If we analyze the term “virtual reality,” we naturally need to understand what each of its two components mean on their own. So, according to the online Merriam-Webster dictionary, “virtual” means “very close to being something without actually being it” (Merriam-Webster.com). Specifically, this adjective is mostly applied to the environments created with the help of computers (as in video games, for example). “Reality,” in its turn, is broadly speaking about the whole three-dimensional world we live in and interact with. Considering these two definitions, it can be said that virtual reality is an artificially-created three-dimensional environment constructed with the help of computers, which people can interact with in the same way as they do with the real world, using their senses to navigate and explore it.
Computer generation can emulate situations and environments hardly possible in the real present world: visual effects we can see in movies such as “Transformers” or “Avatar” make a solid example of this statement; no need to say that emulating regular real-life situations is also possible for VR. Therefore, VR can be used to enable people perform actions without affecting the real world, which is especially useful for all kinds of training and practices. For instance, a future jet pilot can safely learn how to maintain and fly their aircraft without putting their life at risk and wasting expensive fuel. An astronaut can practice their outer space repairing skills with the help of a computer simulation, completely emulating the conditions that he/she will face in actual space. A medical student can learn how to perform surgeries or autopsies on fully interactive body models, which can appropriately respond to a student’s every action—needless to say it is much safer for learning than when a novice surgeon performs their first operation on a real patient. Therefore, one of the most obvious effects VR will have on the modern world is the enhancement of studying and training capabilities, especially for the people involved in dangerous jobs.
VR can be great for entertainment, socialization, and art. In 2015, probably the biggest social media giant, Facebook, bought Oculus VR technology, integrating the possibilities it offers into the platform. For example, with Oculus Rift, it will soon be possible to view your friends’ photos in a 360-degree mode, which basically means you will be able to be virtually present on the events you missed, seeing them from a first-person perspective, and giving you a more immersive experience (AndroidPit). Gaming and movie industries will benefit from VR technology greatly, attracting millions of new customers annually—creating engaging and thrilling entertainment products capable of fully capturing consumers attention will benefit these industries and boost their further development.
Also, virtual reality can be a great help and relief for people with limited capabilities, especially for those who are fully or partially paralyzed, and thus have to live their lives chained to only one or few locations.
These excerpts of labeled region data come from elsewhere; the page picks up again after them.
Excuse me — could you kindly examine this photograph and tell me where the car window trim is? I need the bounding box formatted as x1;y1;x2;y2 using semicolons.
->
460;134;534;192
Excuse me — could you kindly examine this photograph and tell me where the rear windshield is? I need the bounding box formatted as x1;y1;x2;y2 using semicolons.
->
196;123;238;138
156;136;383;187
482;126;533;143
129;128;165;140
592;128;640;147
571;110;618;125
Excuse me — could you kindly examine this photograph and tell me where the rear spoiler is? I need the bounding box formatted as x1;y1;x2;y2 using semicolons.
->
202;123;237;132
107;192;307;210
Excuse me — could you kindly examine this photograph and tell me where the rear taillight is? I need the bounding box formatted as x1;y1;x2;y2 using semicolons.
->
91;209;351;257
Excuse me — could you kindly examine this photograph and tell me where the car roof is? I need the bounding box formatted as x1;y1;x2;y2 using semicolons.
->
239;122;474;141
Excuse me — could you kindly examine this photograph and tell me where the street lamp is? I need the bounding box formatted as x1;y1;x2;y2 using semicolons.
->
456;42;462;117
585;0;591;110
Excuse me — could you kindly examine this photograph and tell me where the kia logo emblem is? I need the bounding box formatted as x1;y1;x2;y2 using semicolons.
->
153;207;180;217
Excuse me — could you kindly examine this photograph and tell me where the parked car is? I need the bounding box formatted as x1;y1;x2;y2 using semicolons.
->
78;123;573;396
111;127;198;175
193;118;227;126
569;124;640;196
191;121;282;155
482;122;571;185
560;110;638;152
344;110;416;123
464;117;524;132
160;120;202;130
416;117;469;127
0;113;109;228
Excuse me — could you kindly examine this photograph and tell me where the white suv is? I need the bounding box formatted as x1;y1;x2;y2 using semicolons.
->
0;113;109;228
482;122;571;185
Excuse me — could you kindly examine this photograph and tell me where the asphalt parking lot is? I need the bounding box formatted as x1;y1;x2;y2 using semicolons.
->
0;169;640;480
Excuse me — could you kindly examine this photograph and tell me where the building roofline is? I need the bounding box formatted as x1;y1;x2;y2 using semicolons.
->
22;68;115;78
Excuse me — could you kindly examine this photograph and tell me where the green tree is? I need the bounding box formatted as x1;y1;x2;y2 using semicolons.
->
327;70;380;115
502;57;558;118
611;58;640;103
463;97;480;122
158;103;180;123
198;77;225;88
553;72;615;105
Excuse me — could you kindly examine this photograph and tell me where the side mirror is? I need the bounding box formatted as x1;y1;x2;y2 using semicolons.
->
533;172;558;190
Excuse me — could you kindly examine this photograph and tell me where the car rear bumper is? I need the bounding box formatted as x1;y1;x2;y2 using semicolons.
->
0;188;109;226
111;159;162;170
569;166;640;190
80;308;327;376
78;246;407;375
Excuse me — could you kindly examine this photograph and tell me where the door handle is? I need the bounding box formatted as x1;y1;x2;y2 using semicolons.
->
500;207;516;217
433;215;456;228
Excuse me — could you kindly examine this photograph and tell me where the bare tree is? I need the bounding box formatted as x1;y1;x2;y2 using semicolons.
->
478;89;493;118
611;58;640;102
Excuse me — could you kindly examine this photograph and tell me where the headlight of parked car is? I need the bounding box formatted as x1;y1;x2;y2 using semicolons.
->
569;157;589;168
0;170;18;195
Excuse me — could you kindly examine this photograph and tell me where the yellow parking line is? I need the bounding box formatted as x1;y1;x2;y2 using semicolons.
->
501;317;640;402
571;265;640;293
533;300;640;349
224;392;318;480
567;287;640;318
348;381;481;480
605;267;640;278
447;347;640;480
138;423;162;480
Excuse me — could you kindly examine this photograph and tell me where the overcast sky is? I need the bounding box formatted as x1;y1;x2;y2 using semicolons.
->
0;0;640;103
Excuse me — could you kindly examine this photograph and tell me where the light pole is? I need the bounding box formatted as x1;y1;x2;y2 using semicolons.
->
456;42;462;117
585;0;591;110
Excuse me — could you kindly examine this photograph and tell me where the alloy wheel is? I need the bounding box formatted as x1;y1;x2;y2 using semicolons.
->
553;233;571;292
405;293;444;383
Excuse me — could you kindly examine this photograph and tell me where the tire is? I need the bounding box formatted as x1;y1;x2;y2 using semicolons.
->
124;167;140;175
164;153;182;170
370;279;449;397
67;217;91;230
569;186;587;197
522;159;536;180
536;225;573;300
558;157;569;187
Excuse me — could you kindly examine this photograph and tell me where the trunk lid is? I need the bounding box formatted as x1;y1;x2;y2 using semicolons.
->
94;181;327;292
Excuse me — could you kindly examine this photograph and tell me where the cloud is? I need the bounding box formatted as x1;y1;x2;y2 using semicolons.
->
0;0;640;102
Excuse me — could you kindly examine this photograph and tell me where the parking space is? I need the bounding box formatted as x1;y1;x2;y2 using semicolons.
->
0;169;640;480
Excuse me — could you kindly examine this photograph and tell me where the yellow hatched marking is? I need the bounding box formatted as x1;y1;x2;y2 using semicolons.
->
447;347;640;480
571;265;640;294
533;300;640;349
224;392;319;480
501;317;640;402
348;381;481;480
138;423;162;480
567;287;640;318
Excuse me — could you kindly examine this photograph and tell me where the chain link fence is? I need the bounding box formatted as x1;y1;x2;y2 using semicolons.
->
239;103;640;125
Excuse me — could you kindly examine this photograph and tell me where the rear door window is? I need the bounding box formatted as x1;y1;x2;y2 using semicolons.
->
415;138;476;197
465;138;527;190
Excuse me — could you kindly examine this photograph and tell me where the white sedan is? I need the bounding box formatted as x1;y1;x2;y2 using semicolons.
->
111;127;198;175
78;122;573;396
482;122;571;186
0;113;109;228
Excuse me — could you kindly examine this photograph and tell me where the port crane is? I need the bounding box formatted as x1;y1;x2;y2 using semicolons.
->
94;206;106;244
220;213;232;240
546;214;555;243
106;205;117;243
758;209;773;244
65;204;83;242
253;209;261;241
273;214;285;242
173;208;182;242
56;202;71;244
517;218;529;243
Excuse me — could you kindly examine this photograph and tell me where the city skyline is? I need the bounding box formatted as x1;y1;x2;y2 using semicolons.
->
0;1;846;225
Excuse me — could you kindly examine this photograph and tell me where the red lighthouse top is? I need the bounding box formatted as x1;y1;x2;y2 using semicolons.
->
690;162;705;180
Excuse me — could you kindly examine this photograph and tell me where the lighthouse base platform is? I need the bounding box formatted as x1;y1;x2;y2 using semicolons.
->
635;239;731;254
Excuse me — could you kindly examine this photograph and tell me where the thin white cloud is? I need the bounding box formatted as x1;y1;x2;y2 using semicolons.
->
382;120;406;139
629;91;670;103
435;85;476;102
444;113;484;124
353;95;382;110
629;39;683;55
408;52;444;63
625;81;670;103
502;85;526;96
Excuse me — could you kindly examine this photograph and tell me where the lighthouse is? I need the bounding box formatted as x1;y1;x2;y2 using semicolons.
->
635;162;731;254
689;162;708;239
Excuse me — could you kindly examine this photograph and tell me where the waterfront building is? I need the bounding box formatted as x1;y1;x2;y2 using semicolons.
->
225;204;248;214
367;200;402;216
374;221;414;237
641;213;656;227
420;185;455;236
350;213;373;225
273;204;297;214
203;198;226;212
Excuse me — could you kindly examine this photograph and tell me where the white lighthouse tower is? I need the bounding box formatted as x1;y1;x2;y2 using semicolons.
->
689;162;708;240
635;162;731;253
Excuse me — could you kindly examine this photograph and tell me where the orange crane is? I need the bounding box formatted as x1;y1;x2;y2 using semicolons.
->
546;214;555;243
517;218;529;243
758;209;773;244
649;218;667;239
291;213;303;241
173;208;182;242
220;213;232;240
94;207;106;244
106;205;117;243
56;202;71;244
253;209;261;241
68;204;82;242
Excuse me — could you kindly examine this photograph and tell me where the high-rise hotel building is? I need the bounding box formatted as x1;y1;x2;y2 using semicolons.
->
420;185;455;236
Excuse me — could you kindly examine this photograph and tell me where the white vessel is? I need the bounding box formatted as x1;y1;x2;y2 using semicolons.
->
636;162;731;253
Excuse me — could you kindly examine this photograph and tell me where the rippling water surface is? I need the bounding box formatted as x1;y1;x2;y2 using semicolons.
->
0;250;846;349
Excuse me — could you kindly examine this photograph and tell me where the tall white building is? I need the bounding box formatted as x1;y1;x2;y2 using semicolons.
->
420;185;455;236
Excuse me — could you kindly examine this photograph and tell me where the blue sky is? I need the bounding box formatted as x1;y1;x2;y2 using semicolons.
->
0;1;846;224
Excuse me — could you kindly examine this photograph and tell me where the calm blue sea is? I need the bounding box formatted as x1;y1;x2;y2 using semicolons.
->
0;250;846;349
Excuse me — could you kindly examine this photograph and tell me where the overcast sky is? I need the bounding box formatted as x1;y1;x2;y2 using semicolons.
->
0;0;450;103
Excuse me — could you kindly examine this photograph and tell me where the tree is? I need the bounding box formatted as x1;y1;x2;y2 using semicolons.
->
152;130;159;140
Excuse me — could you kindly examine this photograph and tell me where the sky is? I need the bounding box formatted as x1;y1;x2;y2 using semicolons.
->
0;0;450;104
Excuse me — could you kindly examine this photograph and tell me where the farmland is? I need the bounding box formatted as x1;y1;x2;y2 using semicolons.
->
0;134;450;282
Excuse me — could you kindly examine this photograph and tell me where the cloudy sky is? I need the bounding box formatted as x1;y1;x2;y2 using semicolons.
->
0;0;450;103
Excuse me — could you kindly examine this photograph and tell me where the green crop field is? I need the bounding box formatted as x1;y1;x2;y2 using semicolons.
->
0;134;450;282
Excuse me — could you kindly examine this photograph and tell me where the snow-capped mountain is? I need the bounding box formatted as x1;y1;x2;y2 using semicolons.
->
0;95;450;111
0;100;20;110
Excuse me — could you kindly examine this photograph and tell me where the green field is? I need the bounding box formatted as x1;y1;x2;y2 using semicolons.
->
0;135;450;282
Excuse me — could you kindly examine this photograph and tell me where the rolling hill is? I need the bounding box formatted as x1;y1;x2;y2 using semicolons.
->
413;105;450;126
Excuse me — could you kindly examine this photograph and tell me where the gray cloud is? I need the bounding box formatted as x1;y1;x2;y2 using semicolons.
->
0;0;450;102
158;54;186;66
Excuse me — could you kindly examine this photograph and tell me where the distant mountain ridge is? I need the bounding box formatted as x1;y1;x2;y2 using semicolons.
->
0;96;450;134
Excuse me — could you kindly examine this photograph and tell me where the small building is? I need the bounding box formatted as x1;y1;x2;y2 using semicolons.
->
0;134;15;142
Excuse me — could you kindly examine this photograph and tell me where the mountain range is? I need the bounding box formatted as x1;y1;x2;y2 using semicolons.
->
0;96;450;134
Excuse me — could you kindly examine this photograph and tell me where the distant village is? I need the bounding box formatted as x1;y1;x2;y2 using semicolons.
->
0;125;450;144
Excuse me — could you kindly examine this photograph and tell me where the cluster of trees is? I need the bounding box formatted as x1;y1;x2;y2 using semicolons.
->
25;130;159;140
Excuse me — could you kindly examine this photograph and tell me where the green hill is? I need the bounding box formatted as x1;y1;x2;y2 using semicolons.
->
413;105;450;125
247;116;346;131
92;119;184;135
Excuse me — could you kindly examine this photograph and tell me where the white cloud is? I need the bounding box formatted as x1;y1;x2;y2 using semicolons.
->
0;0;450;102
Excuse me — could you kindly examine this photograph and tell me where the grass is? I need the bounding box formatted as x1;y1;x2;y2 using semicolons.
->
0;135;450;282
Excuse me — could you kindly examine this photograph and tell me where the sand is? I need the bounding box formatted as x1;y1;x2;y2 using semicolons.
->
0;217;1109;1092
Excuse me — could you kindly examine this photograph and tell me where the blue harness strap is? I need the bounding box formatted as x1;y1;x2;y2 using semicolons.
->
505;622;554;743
It can give such people an opportunity to explore the world around them in the same way people without disabilities can do: the ability to walk, run, and perform other actions we take for granted can be a life savior for the majority of paralyzed patients, and this is probably the best opportunity VR can offer humanity at the moment (Engadget). This is not to mention that VR allows things impossible in real life, such as teleportation or Superman-like flying, all of which would also be available for such people.
As it can be seen, virtual reality is a new technology that can affect the lives of many people worldwide in a number of ways. Being an artificial, three-dimensional depiction of the real world, it grants numerous opportunities for practicing a wide range of skills that would otherwise imply great risks; jet pilots or medical students, for example, would definitely appreciate the possibilities VR grants. VR can significantly change the way people interact online, making their digital experiences for immersive and realistic—for example, Facebook has integrated Oculus technology, allowing 360-degree viewing of images, and this is just the beginning. The last but not the least is the fact that VR will allow disabled people to experience what they are deprived of: walking, running, exploring the world and travelling, and so on, so its value in these terms is difficult to underestimate.
- “Virtual.” Merriam-Webster. Merriam-Webster, n.d. Web. 20 Sept. 2016.
- Evans, Clare. “How Will Virtual Reality Change Our Lives?” Engadget. N.p., n.d. Web. 20 Sept. 2016.